По нелепой случайности
Кастратом
Стал:
В ретранслятор влюбился до самозабвения
И ошибся отверстием
Во время
Совокупленья…
– Молчи, молчи! – зашипел я злобно.
Нет, это уж слишком. Да что он возомнил себе! Телеф замолчал, смущенно глядя на меня. «Не донесёшь?», как бы спрашивал его взгляд. Тем временем служители фамы уже приглашали всех пройти в зал для испытаний. Как и говорил Телеф, никто не вылетел после подачи анкет. Обернувшись, я едва заметно подмигнул ему. Он сразу понял, и на его простодушном лице расцвела благодарная улыбка.
В окружении десятка телекамер опять появилась Веста пленительная. Поистине, как остроумно заметил Телеф, она не спотыкалась. Подобрав лиловый подол, так что близсидящие могли лицезреть край очаровательных трусиков из трансгенной рыбьей чешуи, Веста юлой подкатилась к наиэффектнейшей по отношению к камерам точке и с приятной хрипотцой объявила задание первого конкурса:
– Кто сделает самый экстравагантный жест?
Сразу нашлось несколько ретивых участников обоего пола, желавших повалить Весту на пол и стащить с неё трусики, но эти попытки были немилосердно пресечены служителями Фамабрики, разогнавшими нечестивцев тяжёлыми цепями. Приятно разрумянившаяся Веста, оправивши подол, поспешила оголить в ближайшую камеру грудь.
– Сука! – послышалось обсценное из маленькой, злобной толпы уводимых служителями неудачников, спровоцированных прелестями Весты. Затем – пара хлёстких ударов цепями и визгливые крики не выдержавших кастинг.
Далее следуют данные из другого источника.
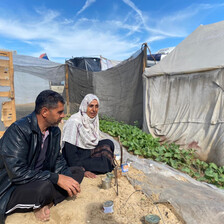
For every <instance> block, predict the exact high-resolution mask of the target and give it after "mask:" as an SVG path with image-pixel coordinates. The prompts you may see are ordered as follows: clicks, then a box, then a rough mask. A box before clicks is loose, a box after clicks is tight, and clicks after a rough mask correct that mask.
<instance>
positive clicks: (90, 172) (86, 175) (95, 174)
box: [84, 171, 96, 178]
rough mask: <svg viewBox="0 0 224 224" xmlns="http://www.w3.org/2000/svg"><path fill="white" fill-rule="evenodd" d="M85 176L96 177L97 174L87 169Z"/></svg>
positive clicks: (95, 177) (89, 177)
mask: <svg viewBox="0 0 224 224" xmlns="http://www.w3.org/2000/svg"><path fill="white" fill-rule="evenodd" d="M84 176H85V177H87V178H96V174H94V173H92V172H90V171H85V173H84Z"/></svg>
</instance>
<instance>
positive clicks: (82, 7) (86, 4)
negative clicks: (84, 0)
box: [77, 0, 96, 15]
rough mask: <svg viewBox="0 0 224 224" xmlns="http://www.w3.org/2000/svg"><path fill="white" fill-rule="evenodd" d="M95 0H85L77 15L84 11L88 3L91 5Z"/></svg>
mask: <svg viewBox="0 0 224 224" xmlns="http://www.w3.org/2000/svg"><path fill="white" fill-rule="evenodd" d="M95 1H96V0H86V2H85V5H84V6H83V7H82V8H81V9H80V10H79V11H78V12H77V15H79V14H80V13H82V12H83V11H85V10H86V9H87V8H88V7H89V6H90V5H92V4H93V3H94V2H95Z"/></svg>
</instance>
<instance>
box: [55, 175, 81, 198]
mask: <svg viewBox="0 0 224 224" xmlns="http://www.w3.org/2000/svg"><path fill="white" fill-rule="evenodd" d="M57 185H58V186H59V187H61V188H63V189H64V190H66V191H67V192H68V195H69V196H70V197H72V196H73V195H76V194H77V193H79V192H80V186H79V183H78V182H77V181H76V180H74V179H73V178H71V177H68V176H65V175H62V174H59V175H58V183H57Z"/></svg>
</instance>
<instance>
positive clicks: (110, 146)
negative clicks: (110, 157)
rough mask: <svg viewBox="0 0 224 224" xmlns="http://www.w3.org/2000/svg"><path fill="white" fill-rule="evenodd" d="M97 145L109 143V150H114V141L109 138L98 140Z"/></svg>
mask: <svg viewBox="0 0 224 224" xmlns="http://www.w3.org/2000/svg"><path fill="white" fill-rule="evenodd" d="M98 145H109V146H110V148H111V150H112V151H113V152H114V143H113V141H112V140H110V139H103V140H101V141H99V144H98Z"/></svg>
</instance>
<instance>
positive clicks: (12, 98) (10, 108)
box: [0, 51, 16, 137]
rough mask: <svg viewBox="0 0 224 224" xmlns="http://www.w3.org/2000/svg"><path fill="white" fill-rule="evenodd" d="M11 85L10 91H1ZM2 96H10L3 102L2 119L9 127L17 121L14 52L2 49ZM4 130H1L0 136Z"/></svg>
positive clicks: (0, 53) (2, 108)
mask: <svg viewBox="0 0 224 224" xmlns="http://www.w3.org/2000/svg"><path fill="white" fill-rule="evenodd" d="M3 86H4V87H5V86H7V87H9V91H1V87H3ZM0 97H4V98H8V100H7V101H5V102H3V103H2V110H1V112H2V116H1V121H2V122H3V124H4V127H5V128H7V127H9V126H10V125H11V124H12V123H13V122H14V121H16V107H15V92H14V69H13V58H12V52H8V51H0ZM3 134H4V131H0V137H2V135H3Z"/></svg>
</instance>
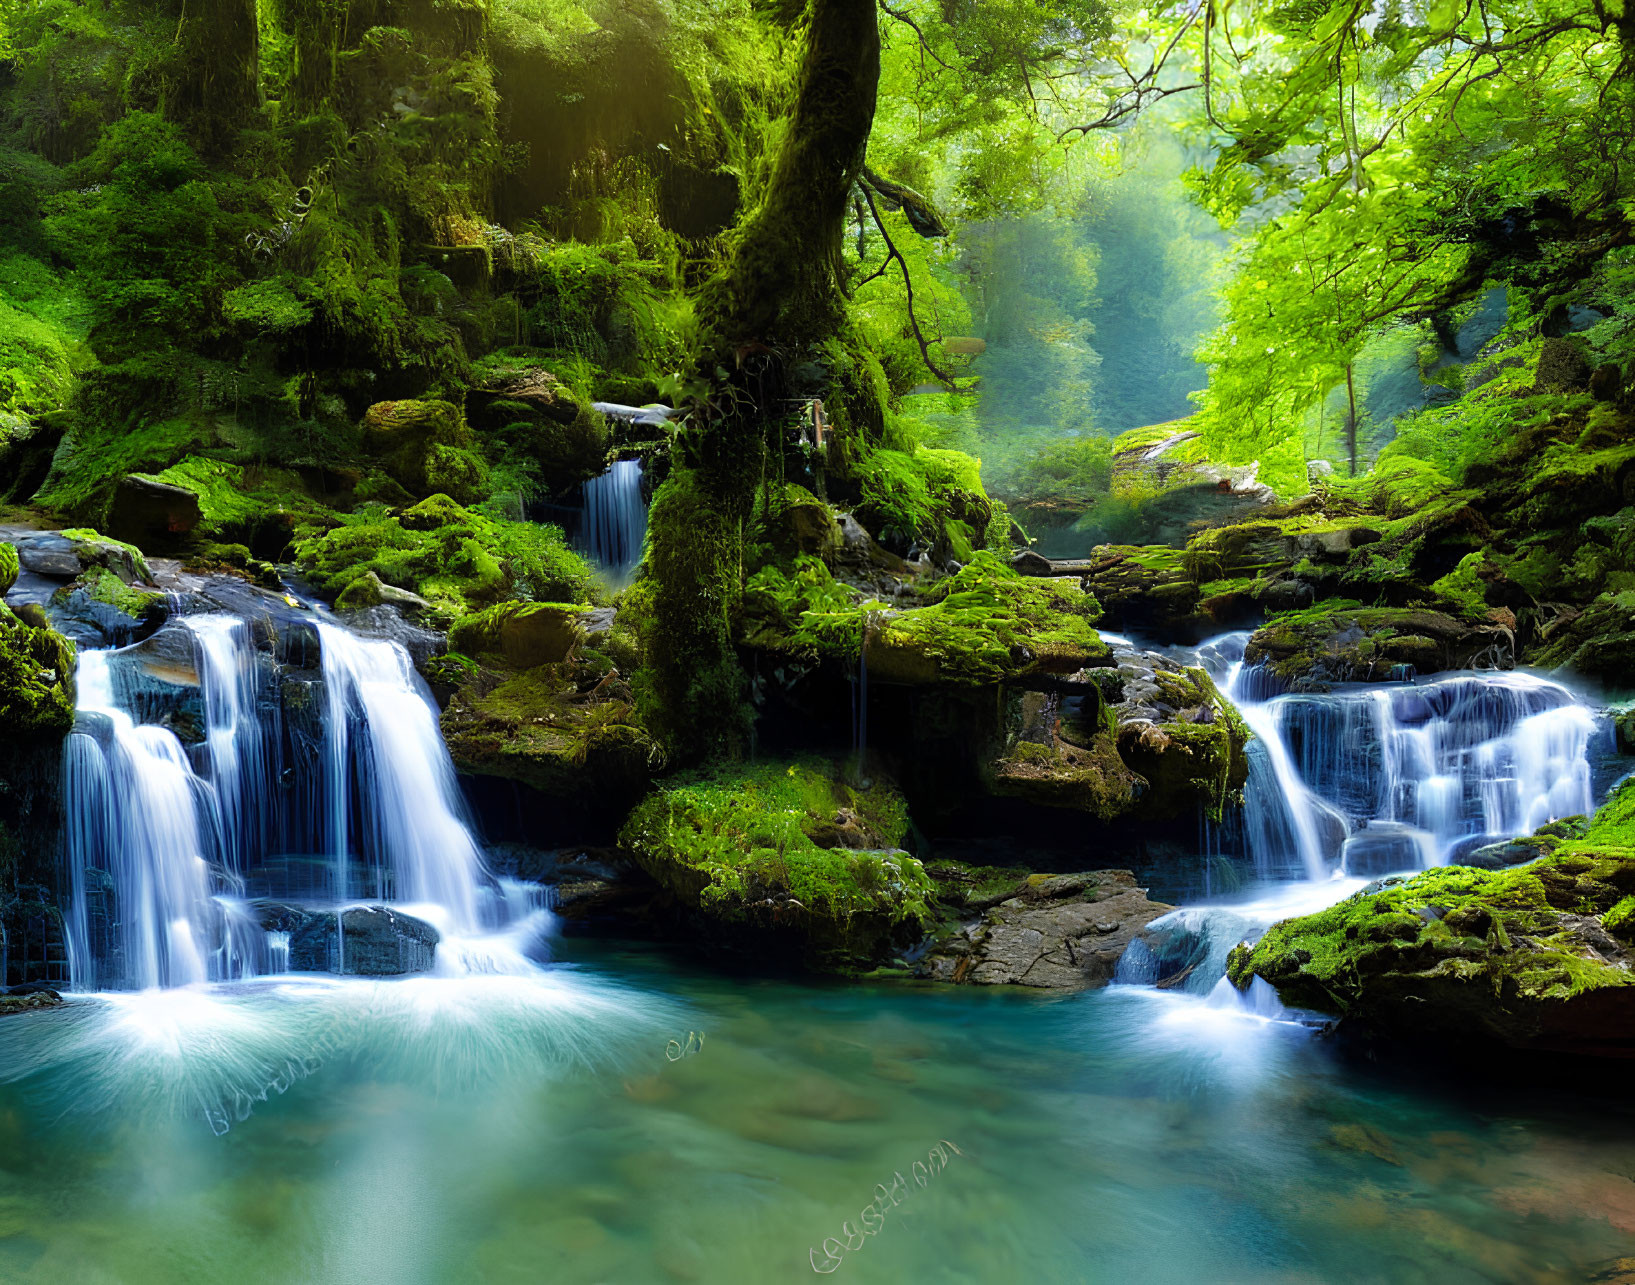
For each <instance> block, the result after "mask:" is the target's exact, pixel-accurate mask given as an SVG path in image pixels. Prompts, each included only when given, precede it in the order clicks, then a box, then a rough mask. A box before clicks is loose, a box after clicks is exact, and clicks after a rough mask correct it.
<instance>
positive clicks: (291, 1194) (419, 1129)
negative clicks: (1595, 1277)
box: [0, 942, 1635, 1285]
mask: <svg viewBox="0 0 1635 1285" xmlns="http://www.w3.org/2000/svg"><path fill="white" fill-rule="evenodd" d="M562 955H566V956H567V958H569V960H571V961H572V966H571V968H566V969H558V971H556V973H554V974H553V976H551V979H549V983H538V981H526V979H499V978H497V979H482V981H417V983H381V984H366V983H350V984H345V986H342V984H329V983H312V984H304V986H298V987H267V986H262V987H250V989H240V991H237V992H227V994H224V996H216V997H209V996H167V997H165V996H162V997H147V999H126V1001H118V1002H114V1001H105V999H93V1001H87V1002H82V1004H77V1005H72V1007H70V1009H67V1010H57V1012H49V1014H41V1015H31V1017H20V1019H8V1020H5V1022H3V1023H0V1072H3V1074H5V1076H7V1077H10V1079H11V1081H13V1082H11V1084H10V1087H5V1089H0V1282H8V1283H11V1282H16V1283H20V1285H21V1283H28V1285H33V1283H34V1282H47V1283H49V1285H62V1283H64V1282H70V1283H72V1285H101V1283H103V1282H110V1283H111V1282H119V1285H191V1283H193V1282H209V1285H219V1283H222V1282H227V1283H229V1285H253V1283H258V1282H280V1283H283V1282H324V1283H325V1285H327V1283H329V1282H347V1283H348V1285H350V1283H353V1282H356V1283H358V1285H361V1283H363V1282H370V1283H371V1285H373V1282H391V1283H392V1285H419V1283H420V1282H425V1283H428V1285H430V1283H432V1282H437V1283H438V1285H441V1283H443V1282H495V1283H499V1282H505V1283H507V1285H510V1283H512V1282H515V1283H517V1285H523V1283H526V1285H536V1283H540V1282H672V1280H674V1282H729V1283H737V1282H783V1280H791V1282H793V1280H813V1278H816V1277H814V1270H813V1267H811V1264H809V1254H811V1251H814V1249H816V1251H817V1264H819V1265H832V1267H834V1270H832V1274H831V1275H832V1278H834V1280H850V1282H894V1283H898V1282H958V1283H961V1285H965V1283H966V1282H984V1283H986V1282H1375V1280H1380V1282H1437V1285H1445V1283H1449V1282H1581V1280H1586V1278H1588V1277H1589V1275H1591V1274H1592V1272H1594V1270H1596V1265H1597V1264H1604V1262H1606V1260H1607V1259H1609V1257H1614V1256H1617V1254H1624V1252H1632V1249H1635V1180H1632V1175H1635V1118H1632V1112H1630V1110H1627V1108H1624V1107H1609V1105H1606V1104H1570V1102H1563V1100H1561V1097H1560V1095H1558V1094H1552V1095H1545V1094H1537V1095H1521V1094H1512V1095H1509V1097H1507V1099H1506V1097H1503V1095H1499V1097H1493V1095H1483V1094H1476V1092H1473V1090H1468V1089H1467V1087H1463V1086H1458V1084H1452V1086H1440V1087H1434V1089H1432V1087H1424V1086H1421V1087H1408V1086H1404V1084H1403V1082H1401V1077H1395V1079H1391V1077H1386V1076H1383V1074H1380V1076H1373V1074H1367V1072H1364V1071H1359V1069H1357V1068H1352V1066H1346V1064H1342V1063H1339V1061H1337V1059H1336V1058H1334V1056H1333V1053H1331V1051H1329V1050H1328V1048H1326V1046H1324V1045H1323V1043H1319V1041H1316V1040H1313V1037H1311V1033H1310V1032H1308V1030H1305V1028H1300V1027H1293V1025H1277V1023H1262V1022H1256V1020H1251V1019H1246V1017H1241V1015H1228V1014H1220V1012H1210V1010H1207V1009H1205V1007H1203V1005H1202V1002H1200V1001H1197V999H1194V997H1185V996H1161V994H1158V992H1146V991H1131V989H1127V987H1115V989H1113V991H1104V992H1094V994H1084V996H1074V997H1040V996H1028V994H1009V992H1006V994H996V992H983V991H974V989H960V991H932V989H907V987H891V986H801V984H791V983H772V981H741V979H734V978H724V976H718V974H710V973H705V971H698V969H695V968H692V966H690V965H683V963H680V961H677V960H675V958H674V956H669V955H661V953H654V951H647V950H615V948H610V947H590V945H585V943H572V942H571V943H566V945H561V947H559V956H562ZM688 1030H693V1032H703V1035H705V1040H703V1046H701V1048H697V1041H695V1050H697V1051H693V1053H690V1054H687V1056H682V1058H680V1059H679V1061H669V1058H670V1056H675V1054H677V1053H679V1051H680V1048H682V1041H685V1040H687V1032H688ZM670 1038H675V1040H677V1041H679V1043H677V1045H675V1046H669V1048H667V1041H669V1040H670ZM301 1059H309V1063H307V1066H304V1068H301V1066H296V1068H294V1069H293V1074H294V1079H293V1082H291V1084H289V1087H288V1090H286V1092H281V1094H280V1092H276V1087H278V1086H275V1090H271V1092H270V1094H268V1100H265V1102H255V1108H253V1112H252V1113H250V1115H249V1117H247V1118H245V1120H242V1122H239V1123H235V1125H232V1128H231V1131H227V1133H226V1135H222V1136H216V1135H213V1133H211V1130H209V1128H208V1126H206V1125H204V1123H203V1120H201V1110H203V1105H209V1104H211V1102H217V1100H221V1099H222V1097H226V1099H229V1100H231V1089H232V1087H234V1086H235V1087H239V1090H240V1092H250V1094H252V1095H253V1094H255V1092H257V1084H258V1082H260V1084H262V1086H263V1087H265V1084H267V1082H270V1081H271V1079H275V1077H276V1079H278V1081H280V1086H281V1082H283V1076H286V1074H291V1066H289V1063H299V1061H301ZM1614 1079H1619V1077H1617V1076H1609V1087H1612V1089H1615V1087H1617V1086H1612V1084H1610V1081H1614ZM201 1104H203V1105H201ZM938 1139H947V1141H948V1143H952V1144H953V1146H956V1148H958V1151H960V1153H961V1154H953V1153H952V1151H950V1153H948V1154H950V1156H952V1162H950V1164H948V1166H947V1167H945V1169H942V1171H940V1172H935V1174H930V1175H929V1180H927V1182H925V1185H924V1189H921V1187H919V1185H917V1182H916V1171H914V1169H912V1162H914V1161H916V1159H921V1161H924V1157H925V1154H927V1149H929V1148H932V1146H934V1144H935V1143H937V1141H938ZM894 1171H901V1172H903V1175H904V1187H898V1190H896V1197H898V1202H899V1203H898V1205H896V1207H893V1208H891V1210H889V1211H888V1213H886V1216H885V1220H883V1225H878V1234H873V1236H868V1238H858V1236H853V1238H852V1239H853V1242H857V1241H858V1239H860V1241H862V1244H860V1247H858V1249H855V1251H852V1252H844V1254H842V1257H840V1260H839V1264H837V1265H834V1259H827V1260H826V1259H824V1254H822V1242H824V1239H826V1238H837V1239H839V1238H842V1234H844V1233H842V1223H844V1221H849V1220H857V1216H858V1211H860V1210H862V1207H863V1205H865V1203H868V1202H870V1200H873V1198H875V1195H876V1184H893V1182H894V1179H893V1174H894ZM831 1247H834V1246H831Z"/></svg>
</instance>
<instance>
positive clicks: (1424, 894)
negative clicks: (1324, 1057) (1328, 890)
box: [1228, 783, 1635, 1058]
mask: <svg viewBox="0 0 1635 1285" xmlns="http://www.w3.org/2000/svg"><path fill="white" fill-rule="evenodd" d="M1228 974H1230V976H1231V979H1233V983H1234V984H1236V986H1239V987H1246V986H1248V984H1249V981H1251V979H1252V978H1256V976H1259V978H1264V979H1265V981H1269V983H1270V984H1272V986H1275V987H1277V991H1279V994H1280V996H1282V997H1283V1001H1285V1002H1290V1004H1297V1005H1300V1007H1306V1009H1316V1010H1319V1012H1333V1014H1337V1015H1339V1017H1341V1025H1342V1027H1346V1028H1351V1030H1354V1032H1362V1033H1367V1035H1382V1037H1388V1038H1398V1040H1413V1041H1414V1045H1416V1046H1422V1045H1424V1038H1426V1033H1429V1032H1436V1038H1437V1045H1439V1046H1440V1048H1442V1050H1445V1051H1463V1050H1470V1048H1480V1046H1493V1045H1499V1046H1504V1048H1516V1050H1537V1051H1550V1053H1570V1054H1579V1056H1601V1058H1606V1056H1617V1058H1630V1056H1635V783H1627V785H1625V786H1624V788H1622V790H1620V791H1619V793H1615V795H1614V798H1612V799H1610V801H1609V803H1607V806H1606V808H1602V809H1601V813H1599V814H1597V816H1596V821H1594V824H1592V826H1591V827H1589V831H1588V832H1586V835H1584V839H1583V840H1579V842H1566V844H1560V845H1558V847H1557V848H1555V852H1552V853H1550V855H1547V857H1543V858H1540V860H1539V862H1534V863H1532V865H1524V866H1516V868H1512V870H1499V871H1488V870H1468V868H1462V866H1449V868H1444V870H1431V871H1426V873H1422V875H1418V876H1414V878H1411V880H1386V881H1383V883H1382V884H1375V886H1372V888H1368V889H1364V891H1362V893H1359V894H1355V896H1352V898H1347V899H1346V901H1342V902H1341V904H1337V906H1331V907H1329V909H1326V911H1321V912H1319V914H1315V916H1306V917H1301V919H1290V920H1283V922H1282V924H1275V925H1272V929H1270V930H1267V934H1265V935H1264V937H1262V938H1261V940H1259V942H1257V943H1254V945H1252V947H1251V945H1248V943H1244V945H1239V947H1238V948H1236V950H1234V951H1233V953H1231V958H1230V960H1228Z"/></svg>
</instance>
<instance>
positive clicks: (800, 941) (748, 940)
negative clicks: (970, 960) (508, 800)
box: [620, 759, 934, 971]
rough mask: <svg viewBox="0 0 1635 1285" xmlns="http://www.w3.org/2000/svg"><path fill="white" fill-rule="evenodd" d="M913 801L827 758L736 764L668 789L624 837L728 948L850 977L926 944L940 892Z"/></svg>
mask: <svg viewBox="0 0 1635 1285" xmlns="http://www.w3.org/2000/svg"><path fill="white" fill-rule="evenodd" d="M907 834H909V821H907V808H906V806H904V803H903V796H901V795H899V793H898V791H896V788H894V786H891V785H888V783H886V781H883V780H876V781H875V783H871V785H867V786H857V785H850V783H847V781H845V780H844V775H842V773H840V770H839V768H837V765H834V763H831V762H827V760H819V759H796V760H793V762H762V763H754V765H744V763H731V765H719V767H714V768H705V770H700V772H692V773H687V775H682V777H675V778H672V780H669V781H665V783H664V785H662V786H661V788H659V790H656V791H654V793H652V795H649V796H647V798H646V799H644V801H643V803H641V804H639V806H638V808H636V809H634V813H631V816H629V819H628V821H626V822H625V827H623V829H621V832H620V842H621V844H623V845H625V847H626V848H629V850H631V852H633V853H634V857H636V860H638V863H639V865H641V866H643V870H646V871H647V875H651V876H652V878H654V880H657V881H659V884H661V886H662V888H664V889H665V891H667V893H669V894H670V898H672V899H674V901H675V902H677V904H679V906H680V907H682V909H683V911H685V912H687V914H688V916H690V917H692V919H695V920H697V922H698V924H700V925H701V927H703V930H705V934H706V937H708V938H710V940H711V942H714V943H718V945H723V947H728V948H750V950H757V951H760V950H770V951H773V953H778V951H782V953H785V955H788V956H791V958H800V960H803V961H804V963H808V965H809V966H816V968H824V969H840V971H849V969H855V968H860V966H867V965H870V963H878V961H881V960H885V958H888V956H889V953H891V950H893V947H894V945H904V943H909V942H914V940H917V938H919V937H921V935H922V934H924V932H925V929H927V927H929V925H930V922H932V919H934V916H932V911H930V906H929V899H930V896H932V891H934V889H932V881H930V878H929V876H927V875H925V870H924V866H922V865H921V863H919V862H917V860H916V858H914V857H911V855H907V853H906V852H903V850H901V844H903V842H904V840H906V839H907Z"/></svg>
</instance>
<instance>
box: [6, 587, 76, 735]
mask: <svg viewBox="0 0 1635 1285" xmlns="http://www.w3.org/2000/svg"><path fill="white" fill-rule="evenodd" d="M74 665H75V656H74V644H72V643H69V639H65V638H64V636H62V634H59V633H56V631H54V629H47V628H39V626H36V625H29V623H26V621H23V620H20V618H18V616H16V615H13V613H11V610H10V608H7V607H5V605H0V734H3V736H5V737H7V744H18V742H26V744H34V742H44V744H56V742H57V741H60V739H62V737H64V736H65V734H67V732H69V731H70V729H72V728H74Z"/></svg>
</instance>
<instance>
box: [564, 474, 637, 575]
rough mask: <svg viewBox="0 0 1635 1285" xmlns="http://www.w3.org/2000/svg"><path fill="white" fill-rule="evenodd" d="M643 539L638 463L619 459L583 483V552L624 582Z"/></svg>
mask: <svg viewBox="0 0 1635 1285" xmlns="http://www.w3.org/2000/svg"><path fill="white" fill-rule="evenodd" d="M646 538H647V505H646V504H644V502H643V499H641V461H639V459H620V461H618V463H616V464H613V468H611V469H608V471H607V472H603V474H602V476H600V477H592V479H590V481H589V482H585V518H584V526H582V536H580V540H582V544H584V549H585V553H587V554H589V556H590V557H592V559H594V561H595V562H597V564H598V566H600V567H602V569H603V571H607V572H608V575H611V577H613V579H615V580H625V579H628V577H629V575H631V572H633V571H634V569H636V564H638V562H641V546H643V541H644V540H646Z"/></svg>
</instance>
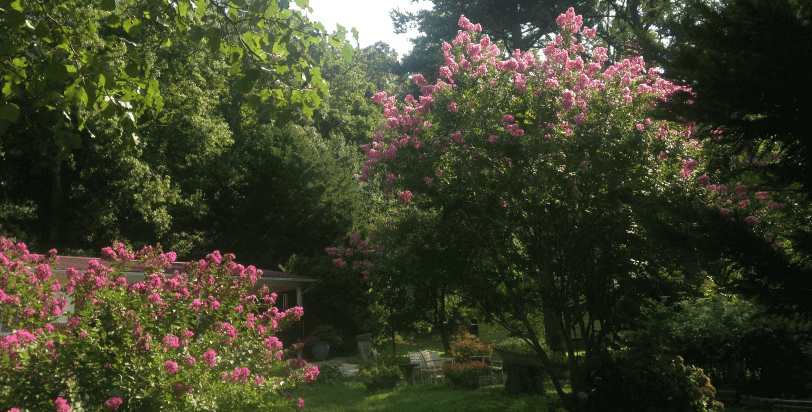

Никто из оставшихся в зале не решался начать первым, пока к Весте не подошёл, растолкав острыми локтями соседей, нахальный юноша в смокинге и с бананом в петлице. Низко поклонившись Весте, он рванул себя за ворот белоснежной манишки, в свою очередь оголив грудь, бледную как у покойника. Все выжидательно молчали. Пожав плечами, как бы в раздумье, смазливый нахал неожиданно выхватил опасную бритву и бросился к стоящему в первом ряду полуобнажённому толстяку, единственным предметом одежды которого были бесформенные белые рейтузы бренда неизвестно какого года. Схватив толстое запястье, зловредный нахал полоснул по нему бритвой, пустив яркий фонтанчик крови. Обмакнув в кровь угол белоснежного платка, негодяй отпустил толстяка, от изумления и боли грохнувшегося в беспамятстве на пол, и опять подскочил к Весте, – надо отдать ему должное, с редкой ловкостью угадывая выгодный ракурс по отношению к камерам. Театрально выпятив бледнокожую грудь, он окровавленным платком начертал на ней имя «Веста» и застыл в комическом полупоклоне. Все замерли в ожидании неминуемого наказания. Веста, капризно надув золотые губки, раскачивалась на одном каблуке, с видимым недоумением созерцая кровавую надпись. Ещё секунда, и она… радостно захлопала в ладоши, выказывая одобрение торжествующему нахалу. Истекающего кровью толстяка в рейтузах уводили служители.